Theall tells The IND she also referenced one former LSI physician who confirmed in court testimony that he went to the U.S. Attorney and the FBI about unauthorized use of his electronic signature by LSI. In another 2013 sworn affidavit, a different physician declared that he “did not personally see the patient. I did not personally provide any medical treatment or services to the patient. Further, I did not provide any opinions to help treat the patient.”

In a telephone interview, Theall says that testimony puts Candyce Perret, who served of counsel at LSI, at the center of an operation Theall believes undermines public confidence in the legal profession.

Theall says she only got into the race after 15th Judicial District Court Judge John Trahan decided not to run. She says that’s when she started hearing more about LSI’s questionable medical billing. LSI is still operating at 501 W. St. Mary Blvd.

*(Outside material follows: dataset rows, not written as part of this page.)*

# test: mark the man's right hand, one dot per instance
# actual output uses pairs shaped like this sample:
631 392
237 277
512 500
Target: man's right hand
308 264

In her campaign literature, Candyce Perret says she is general counsel and co-owner, along with her husband, of The Perret Group, which specializes in real estate, health care and oil and gas. In response the Theall’s remarks, she issued the following statement to The IND:
I’m glad to respond to questions anyone has about my husband’s company, including the facts of these cases that originated before I came on board. I’m disappointed any candidate would lead with attacks before even qualifying as a candidate, and I hope this is not the kind of campaign we can expect. Our voters deserve better. I intend to run on my qualifications as an attorney with diverse legal experience, small business owner and former city prosecutor with backing from law enforcement.
Vanessa Anseman’s LinkedIn profile describes her as a “Full Time Mother, Community Volunteer and Attorney.” She’s also been a yoga instructor at River Ranch’s City Club since 2012. The sometime attorney’s entry in the race (she lists her most recent legal employment as a seven-year stint at Liskow & Lewis that ended in 2013) came late Friday afternoon and is fraught with potential intrigue.

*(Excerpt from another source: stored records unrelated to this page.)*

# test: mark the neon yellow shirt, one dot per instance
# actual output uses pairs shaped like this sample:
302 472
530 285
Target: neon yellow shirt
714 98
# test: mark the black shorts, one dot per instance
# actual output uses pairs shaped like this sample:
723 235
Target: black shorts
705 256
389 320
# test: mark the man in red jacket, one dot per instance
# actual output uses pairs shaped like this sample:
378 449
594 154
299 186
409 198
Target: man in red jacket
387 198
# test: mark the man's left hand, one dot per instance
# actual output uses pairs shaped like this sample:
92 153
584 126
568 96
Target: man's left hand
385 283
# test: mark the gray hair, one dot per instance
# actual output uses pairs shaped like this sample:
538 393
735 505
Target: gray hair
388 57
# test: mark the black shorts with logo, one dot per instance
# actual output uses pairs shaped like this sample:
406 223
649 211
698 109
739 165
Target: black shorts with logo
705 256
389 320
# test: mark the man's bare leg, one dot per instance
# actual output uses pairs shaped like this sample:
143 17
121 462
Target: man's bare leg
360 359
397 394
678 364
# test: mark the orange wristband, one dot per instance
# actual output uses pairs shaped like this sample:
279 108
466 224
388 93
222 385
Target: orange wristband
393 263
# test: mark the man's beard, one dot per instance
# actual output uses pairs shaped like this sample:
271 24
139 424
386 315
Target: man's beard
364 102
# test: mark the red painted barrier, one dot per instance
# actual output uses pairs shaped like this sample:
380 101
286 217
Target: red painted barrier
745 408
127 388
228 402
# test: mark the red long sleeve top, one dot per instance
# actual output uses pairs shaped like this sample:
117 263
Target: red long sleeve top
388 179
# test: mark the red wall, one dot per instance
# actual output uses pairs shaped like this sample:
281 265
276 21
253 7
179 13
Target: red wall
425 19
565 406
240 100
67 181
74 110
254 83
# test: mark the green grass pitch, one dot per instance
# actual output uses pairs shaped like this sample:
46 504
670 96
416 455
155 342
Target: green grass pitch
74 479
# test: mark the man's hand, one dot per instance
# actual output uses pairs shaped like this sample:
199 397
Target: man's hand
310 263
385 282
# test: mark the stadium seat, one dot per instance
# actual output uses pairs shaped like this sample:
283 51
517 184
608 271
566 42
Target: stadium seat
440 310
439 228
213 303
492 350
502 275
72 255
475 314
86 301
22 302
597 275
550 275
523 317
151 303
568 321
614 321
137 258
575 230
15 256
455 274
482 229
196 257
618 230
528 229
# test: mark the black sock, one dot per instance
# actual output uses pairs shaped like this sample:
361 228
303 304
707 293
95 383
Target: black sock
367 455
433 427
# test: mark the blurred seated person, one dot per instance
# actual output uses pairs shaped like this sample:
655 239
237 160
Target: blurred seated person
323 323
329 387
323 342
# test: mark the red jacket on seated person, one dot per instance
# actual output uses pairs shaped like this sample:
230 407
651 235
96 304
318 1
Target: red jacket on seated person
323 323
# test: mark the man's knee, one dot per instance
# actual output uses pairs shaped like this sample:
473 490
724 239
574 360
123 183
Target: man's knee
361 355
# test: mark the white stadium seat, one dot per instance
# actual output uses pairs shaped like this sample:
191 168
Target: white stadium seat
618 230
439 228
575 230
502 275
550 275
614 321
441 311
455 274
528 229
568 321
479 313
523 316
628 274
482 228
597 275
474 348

Her husband, Norman "Skeet" Anseman III, is a partner in Jones Walker’s Lafayette office, which is headed by Ian MacDonald. Jones Walker started making a bigger name for itself in the Lafayette market in 2008 when it merged with Perret Doise, a law firm originally co-founded by Hank Perret, Candyce Perret’s father-in-law. (Perret had left the firm about two years before the merger, and it had been renamed Longman Russo).

In case you’re not yet convinced just how ugly this race is going to be (and not to bury what could very well have been the lede of this story), local political consultant Joe Castille is working for the Anseman campaign.